Outra vez: em Portugal, é ilegal um partido que difunda mensagens de conteúdo racista. Acontece que temos um partido que o faz; um partido que convocou uma manifestação com o mote “Portugal não é racista” a seguir ao homicídio de Bruno Candé, um partido que defendeu o confinamento de ciganos durante a pandemia.
Não estamos a falar de subtilezas na linguagem como é a de usar o verbo “denegrir”, ou a de falar em “compromissos claros” como fez o Bloco de Esquerda no seu cartaz das legislativas. O partido Chega incita efetivamente ao ódio racial. Mais: ouvimos correntemente comentadores, políticos e analistas falar do racismo do partido. Só que nada acontece. Como terá surgido esta ideia de que somos obrigados a tolerar isto?
Devemos continuar a defender a importância da linguagem inclusiva.

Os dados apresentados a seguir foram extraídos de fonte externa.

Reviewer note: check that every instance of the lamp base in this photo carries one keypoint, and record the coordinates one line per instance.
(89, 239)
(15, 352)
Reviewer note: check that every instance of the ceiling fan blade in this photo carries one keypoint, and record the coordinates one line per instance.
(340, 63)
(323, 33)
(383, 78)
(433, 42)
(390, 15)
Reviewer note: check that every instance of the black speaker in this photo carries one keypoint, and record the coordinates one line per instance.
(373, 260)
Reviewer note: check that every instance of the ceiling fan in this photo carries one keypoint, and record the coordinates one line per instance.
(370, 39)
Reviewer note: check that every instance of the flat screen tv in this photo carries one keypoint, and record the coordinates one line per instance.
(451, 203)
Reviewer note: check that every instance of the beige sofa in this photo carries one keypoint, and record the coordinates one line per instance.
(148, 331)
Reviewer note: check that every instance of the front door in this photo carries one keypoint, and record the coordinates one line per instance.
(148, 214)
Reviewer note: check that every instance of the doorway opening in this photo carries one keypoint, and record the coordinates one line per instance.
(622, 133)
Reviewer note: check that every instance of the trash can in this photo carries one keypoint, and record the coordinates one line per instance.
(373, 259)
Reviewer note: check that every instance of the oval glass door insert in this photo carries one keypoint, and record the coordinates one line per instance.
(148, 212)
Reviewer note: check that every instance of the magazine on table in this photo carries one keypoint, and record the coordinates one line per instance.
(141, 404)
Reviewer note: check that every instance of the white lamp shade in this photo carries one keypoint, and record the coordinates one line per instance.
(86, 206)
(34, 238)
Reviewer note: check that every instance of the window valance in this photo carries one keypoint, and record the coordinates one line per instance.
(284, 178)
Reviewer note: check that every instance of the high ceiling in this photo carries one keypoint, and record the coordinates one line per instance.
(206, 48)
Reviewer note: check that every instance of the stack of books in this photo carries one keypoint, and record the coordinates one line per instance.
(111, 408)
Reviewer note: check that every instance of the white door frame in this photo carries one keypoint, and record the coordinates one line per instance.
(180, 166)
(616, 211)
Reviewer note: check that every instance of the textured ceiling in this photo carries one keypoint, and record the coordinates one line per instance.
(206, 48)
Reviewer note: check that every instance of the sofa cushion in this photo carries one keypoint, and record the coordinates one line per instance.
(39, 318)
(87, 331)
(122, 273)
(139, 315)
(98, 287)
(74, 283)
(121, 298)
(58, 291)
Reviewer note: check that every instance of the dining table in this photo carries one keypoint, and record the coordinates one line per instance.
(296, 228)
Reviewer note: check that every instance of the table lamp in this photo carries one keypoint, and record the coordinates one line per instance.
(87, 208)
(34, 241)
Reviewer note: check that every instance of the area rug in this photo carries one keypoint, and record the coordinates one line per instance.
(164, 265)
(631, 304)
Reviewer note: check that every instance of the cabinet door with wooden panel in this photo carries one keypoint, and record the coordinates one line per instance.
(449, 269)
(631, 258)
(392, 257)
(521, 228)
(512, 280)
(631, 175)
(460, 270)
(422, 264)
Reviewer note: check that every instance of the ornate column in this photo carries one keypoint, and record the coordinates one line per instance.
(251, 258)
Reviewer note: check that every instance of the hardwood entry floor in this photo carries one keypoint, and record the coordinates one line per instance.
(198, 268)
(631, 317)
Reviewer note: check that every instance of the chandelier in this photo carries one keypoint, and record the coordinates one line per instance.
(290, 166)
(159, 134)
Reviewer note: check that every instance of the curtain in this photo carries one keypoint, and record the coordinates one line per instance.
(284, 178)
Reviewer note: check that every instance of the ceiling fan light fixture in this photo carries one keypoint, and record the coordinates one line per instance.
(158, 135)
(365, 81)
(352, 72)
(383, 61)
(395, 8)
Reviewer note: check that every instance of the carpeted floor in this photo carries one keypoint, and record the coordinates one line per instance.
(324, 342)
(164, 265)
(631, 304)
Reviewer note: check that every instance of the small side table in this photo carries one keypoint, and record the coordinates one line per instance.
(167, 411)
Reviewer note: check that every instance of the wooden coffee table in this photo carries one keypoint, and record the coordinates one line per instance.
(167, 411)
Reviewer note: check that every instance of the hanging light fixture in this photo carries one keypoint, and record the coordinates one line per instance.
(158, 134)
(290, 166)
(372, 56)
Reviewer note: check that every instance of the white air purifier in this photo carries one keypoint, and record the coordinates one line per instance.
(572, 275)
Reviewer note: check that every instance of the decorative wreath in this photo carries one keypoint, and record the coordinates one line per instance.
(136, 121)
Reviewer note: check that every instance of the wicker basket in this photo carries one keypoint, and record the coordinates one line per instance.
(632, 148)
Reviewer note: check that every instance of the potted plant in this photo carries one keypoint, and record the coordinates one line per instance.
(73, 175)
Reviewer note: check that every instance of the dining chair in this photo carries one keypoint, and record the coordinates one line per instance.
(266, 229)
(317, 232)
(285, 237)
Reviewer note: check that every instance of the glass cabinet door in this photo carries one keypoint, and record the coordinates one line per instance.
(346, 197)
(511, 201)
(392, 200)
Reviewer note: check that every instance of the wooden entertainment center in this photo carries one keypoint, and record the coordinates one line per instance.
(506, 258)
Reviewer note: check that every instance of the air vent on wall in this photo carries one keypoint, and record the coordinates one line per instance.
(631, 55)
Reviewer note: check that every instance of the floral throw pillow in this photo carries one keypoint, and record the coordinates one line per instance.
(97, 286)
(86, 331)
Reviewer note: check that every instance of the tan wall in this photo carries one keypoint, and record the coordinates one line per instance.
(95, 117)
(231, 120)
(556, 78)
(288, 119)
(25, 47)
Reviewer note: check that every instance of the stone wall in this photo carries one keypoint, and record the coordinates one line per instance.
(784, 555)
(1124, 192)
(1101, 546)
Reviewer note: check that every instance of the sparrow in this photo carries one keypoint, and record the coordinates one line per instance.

Mas não podemos continuar a aceitar que um partido que perfilha um ideário que é racista viva entre nós e pise o chão das mais altas instituições democráticas, como se de uma organização respeitável se tratasse.
Uma lady na mesa, uma louca na cama, dizia a canção do Marco Paulo. Serve perfeitamente aqui. Na maior safadeza aceitamos o pior e somos irredutíveis com aquilo que é subtil.
Artigo da advogada portuguesa Carmo Afonso, a seguir transcrito, com a devida vénia, do jornal Público, do dia 10 de junho de 2022.